When running, lakeFS for Agentic AI is powered by its data version control architecture, which provides zero-copy data sandboxing. This enables isolation so that agent mistakes are automatically isolated and never corrupt production data. Every agent run is tied to an exact, immutable version of the data. Past actions can be recreated, debugged, audited, or extended using the same inputs.
Production data is gated by policy. Merges into production happen only after pre-merge validations pass. Every change can carry an agent identity, a run ID, and an execution context. The result is a unified audit trail instead of evidence scattered across orchestrators, model providers, and cloud logs.
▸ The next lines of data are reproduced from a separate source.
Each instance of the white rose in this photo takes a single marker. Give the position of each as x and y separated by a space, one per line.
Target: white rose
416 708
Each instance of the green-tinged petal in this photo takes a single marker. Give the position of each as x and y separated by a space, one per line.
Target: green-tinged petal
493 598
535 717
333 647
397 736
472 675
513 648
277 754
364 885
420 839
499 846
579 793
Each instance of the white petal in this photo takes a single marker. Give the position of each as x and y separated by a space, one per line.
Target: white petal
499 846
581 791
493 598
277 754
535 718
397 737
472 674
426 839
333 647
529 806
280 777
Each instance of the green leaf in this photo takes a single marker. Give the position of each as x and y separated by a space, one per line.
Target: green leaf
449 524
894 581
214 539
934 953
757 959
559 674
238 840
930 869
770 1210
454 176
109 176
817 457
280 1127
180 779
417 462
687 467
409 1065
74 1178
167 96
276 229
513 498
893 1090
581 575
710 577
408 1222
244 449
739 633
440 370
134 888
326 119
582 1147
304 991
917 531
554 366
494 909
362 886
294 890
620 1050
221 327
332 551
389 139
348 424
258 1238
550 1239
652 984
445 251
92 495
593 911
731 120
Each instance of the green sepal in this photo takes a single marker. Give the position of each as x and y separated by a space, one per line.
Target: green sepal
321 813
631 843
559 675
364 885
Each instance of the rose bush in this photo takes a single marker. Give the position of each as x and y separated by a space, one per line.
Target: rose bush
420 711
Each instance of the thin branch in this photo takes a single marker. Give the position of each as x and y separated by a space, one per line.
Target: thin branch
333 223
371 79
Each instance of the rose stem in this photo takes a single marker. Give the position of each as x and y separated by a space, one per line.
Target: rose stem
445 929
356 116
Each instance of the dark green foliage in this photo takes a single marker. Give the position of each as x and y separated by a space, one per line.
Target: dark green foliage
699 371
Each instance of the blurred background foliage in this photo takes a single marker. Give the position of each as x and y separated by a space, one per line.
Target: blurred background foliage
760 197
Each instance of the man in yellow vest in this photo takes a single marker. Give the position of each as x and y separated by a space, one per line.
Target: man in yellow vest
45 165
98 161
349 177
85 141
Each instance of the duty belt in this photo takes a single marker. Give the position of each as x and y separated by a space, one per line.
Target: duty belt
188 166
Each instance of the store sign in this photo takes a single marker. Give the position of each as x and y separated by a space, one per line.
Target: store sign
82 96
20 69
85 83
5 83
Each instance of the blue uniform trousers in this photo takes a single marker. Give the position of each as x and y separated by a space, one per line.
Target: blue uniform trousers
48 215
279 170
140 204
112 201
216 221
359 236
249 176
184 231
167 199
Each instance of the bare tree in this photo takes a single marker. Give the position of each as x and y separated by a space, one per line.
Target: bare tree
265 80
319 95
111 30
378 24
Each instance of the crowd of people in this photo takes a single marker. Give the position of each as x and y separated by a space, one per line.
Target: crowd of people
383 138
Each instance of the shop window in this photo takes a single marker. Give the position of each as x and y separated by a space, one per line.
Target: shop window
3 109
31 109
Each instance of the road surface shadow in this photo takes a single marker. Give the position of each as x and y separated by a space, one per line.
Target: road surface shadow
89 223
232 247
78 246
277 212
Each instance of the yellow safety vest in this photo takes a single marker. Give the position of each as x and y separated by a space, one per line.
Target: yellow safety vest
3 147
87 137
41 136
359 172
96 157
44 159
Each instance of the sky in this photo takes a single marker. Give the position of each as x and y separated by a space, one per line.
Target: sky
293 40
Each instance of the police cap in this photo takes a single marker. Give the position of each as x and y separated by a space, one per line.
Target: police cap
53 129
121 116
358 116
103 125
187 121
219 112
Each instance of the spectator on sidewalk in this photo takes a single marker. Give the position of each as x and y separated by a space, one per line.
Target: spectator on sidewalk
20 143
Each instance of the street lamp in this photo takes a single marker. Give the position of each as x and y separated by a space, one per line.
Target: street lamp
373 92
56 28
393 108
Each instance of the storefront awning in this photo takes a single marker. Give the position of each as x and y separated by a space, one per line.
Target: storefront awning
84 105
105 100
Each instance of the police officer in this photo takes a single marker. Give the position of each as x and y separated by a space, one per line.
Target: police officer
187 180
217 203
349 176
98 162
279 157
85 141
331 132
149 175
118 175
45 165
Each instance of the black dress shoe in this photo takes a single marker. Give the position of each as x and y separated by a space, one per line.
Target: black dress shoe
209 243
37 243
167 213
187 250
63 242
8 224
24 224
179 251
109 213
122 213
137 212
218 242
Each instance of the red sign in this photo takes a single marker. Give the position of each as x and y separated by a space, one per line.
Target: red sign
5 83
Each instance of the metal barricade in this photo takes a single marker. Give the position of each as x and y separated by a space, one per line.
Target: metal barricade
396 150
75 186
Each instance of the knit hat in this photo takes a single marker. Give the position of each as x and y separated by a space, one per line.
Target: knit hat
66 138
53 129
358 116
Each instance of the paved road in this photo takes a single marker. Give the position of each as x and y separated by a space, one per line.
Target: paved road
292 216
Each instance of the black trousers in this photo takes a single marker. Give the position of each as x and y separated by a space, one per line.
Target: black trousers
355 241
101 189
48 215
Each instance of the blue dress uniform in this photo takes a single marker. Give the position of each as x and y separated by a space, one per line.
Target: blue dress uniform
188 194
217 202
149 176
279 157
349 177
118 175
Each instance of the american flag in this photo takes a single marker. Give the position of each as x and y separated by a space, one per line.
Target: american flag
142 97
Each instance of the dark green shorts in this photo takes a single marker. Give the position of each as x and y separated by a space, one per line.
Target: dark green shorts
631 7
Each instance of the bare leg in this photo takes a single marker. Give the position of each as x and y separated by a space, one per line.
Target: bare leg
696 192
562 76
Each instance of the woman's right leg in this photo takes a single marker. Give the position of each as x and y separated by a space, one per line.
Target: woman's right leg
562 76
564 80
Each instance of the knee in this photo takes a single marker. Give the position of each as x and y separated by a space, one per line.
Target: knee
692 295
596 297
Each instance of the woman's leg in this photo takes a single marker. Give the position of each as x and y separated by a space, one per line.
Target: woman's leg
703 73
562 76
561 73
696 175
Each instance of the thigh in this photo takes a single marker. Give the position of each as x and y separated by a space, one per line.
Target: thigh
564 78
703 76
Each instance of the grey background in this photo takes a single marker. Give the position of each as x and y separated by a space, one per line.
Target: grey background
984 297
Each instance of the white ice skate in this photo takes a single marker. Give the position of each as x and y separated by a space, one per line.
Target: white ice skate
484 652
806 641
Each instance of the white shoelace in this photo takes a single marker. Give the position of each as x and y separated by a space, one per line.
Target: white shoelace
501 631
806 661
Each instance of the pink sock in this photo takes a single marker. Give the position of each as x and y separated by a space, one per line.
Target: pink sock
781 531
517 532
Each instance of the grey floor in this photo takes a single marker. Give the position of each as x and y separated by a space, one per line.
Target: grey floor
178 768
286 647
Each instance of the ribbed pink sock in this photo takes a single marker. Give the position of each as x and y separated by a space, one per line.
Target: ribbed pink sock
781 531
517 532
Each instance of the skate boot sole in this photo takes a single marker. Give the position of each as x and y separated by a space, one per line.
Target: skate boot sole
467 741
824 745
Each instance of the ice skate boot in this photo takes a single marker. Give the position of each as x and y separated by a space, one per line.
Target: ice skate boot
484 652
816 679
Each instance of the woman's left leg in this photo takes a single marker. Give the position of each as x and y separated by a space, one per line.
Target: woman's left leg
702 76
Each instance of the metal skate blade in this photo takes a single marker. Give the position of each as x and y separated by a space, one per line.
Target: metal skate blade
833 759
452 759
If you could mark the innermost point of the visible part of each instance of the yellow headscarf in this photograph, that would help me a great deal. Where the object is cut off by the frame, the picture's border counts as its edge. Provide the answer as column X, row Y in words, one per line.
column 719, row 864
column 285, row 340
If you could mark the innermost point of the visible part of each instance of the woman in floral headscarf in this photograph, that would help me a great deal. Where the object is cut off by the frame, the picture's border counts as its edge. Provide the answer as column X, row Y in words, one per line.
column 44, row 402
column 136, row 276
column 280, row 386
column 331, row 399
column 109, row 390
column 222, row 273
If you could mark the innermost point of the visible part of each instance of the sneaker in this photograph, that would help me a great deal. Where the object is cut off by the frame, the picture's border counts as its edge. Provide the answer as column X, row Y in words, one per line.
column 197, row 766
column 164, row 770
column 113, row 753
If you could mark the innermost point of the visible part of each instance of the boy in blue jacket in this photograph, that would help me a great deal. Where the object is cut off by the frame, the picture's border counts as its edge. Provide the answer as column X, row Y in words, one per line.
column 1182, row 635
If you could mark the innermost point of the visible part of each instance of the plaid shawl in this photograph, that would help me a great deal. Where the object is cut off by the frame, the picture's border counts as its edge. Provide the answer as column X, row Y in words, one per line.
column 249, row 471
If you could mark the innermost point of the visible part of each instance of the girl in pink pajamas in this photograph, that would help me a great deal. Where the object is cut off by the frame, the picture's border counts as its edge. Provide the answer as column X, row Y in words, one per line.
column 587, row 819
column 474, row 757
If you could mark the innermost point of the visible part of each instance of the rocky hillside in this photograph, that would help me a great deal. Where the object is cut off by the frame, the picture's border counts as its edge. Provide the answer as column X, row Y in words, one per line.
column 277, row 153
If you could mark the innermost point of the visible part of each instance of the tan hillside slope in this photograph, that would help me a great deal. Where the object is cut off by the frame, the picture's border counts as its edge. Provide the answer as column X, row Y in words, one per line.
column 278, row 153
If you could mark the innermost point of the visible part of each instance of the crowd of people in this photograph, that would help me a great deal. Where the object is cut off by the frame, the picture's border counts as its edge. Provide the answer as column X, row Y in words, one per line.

Agents confined by branch-scoped credentials
Where agents are permitted to read and write through standard file operations. lakeFS provides file-level data access with branch-scoped credentials. These can be described as strictly cryptographically bounded, ephemeral access tokens that confine an agent to a specific branch of data or code, so that the agent operates only within its own workspace. This whole mechanism keeps each agent’s working set narrow and avoids context bloat.
“With lakeFS Mount, a branch, or even a subset of a branch, can be mounted as a local directory inside the sandbox or virtual machine where the agent is running,” Orr confirms. “From the agent’s perspective, it’s just reading and writing to files and folders.” She further clarifies and notes that no LLM tokens are spent learning the lakeFS API. The agent works with a familiar filesystem interface, and lakeFS handles the versioning underneath.
Developers also have a couple of options for injecting custom validation logic. CEO Orr explains that software engineers can use webhooks or Lua scripts, both of which allow users to define behavior and rules that must be met before a merge can proceed.
“Beyond automated checks, lakeFS also supports pull requests, which bring a human into the loop. In agentic workflows, this gives you a way to review and approve what an agent is proposing before it reaches production,” she clarifies.
Who else builds “Git for data” services?
Clearly, other vendors and projects exist in the data versioning market.
Apache Iceberg has functions for branching and tagging data. HPE acquired Pachyderm back in 2023 for its data versioning and pipelines technologies, which serve MLOps teams.
Originally developed by Dremio, Project Nessie is now an open-source data catalog and version control system for data lakes. Data Version Control (DVC) is an open-source data version control infrastructure designed for complex AI operations and big data environments, but now we’ve come full circle as lakeFS acquired the project in late 2025.
In the search for governance automation for agentic AI workloads, lakeFS appears to offer a comprehensive, cohesive set of tools and functions. In the “Git for data” marketplace, a variety of options exist, but lakeFS hasn’t explicitly positioned itself as a carte blanche replacement for similar or related tools.
One thing is certain: The questions of who is feeding what data to which agentic function, when, where, and why are becoming an increasingly pressing issue if we want AI to work correctly.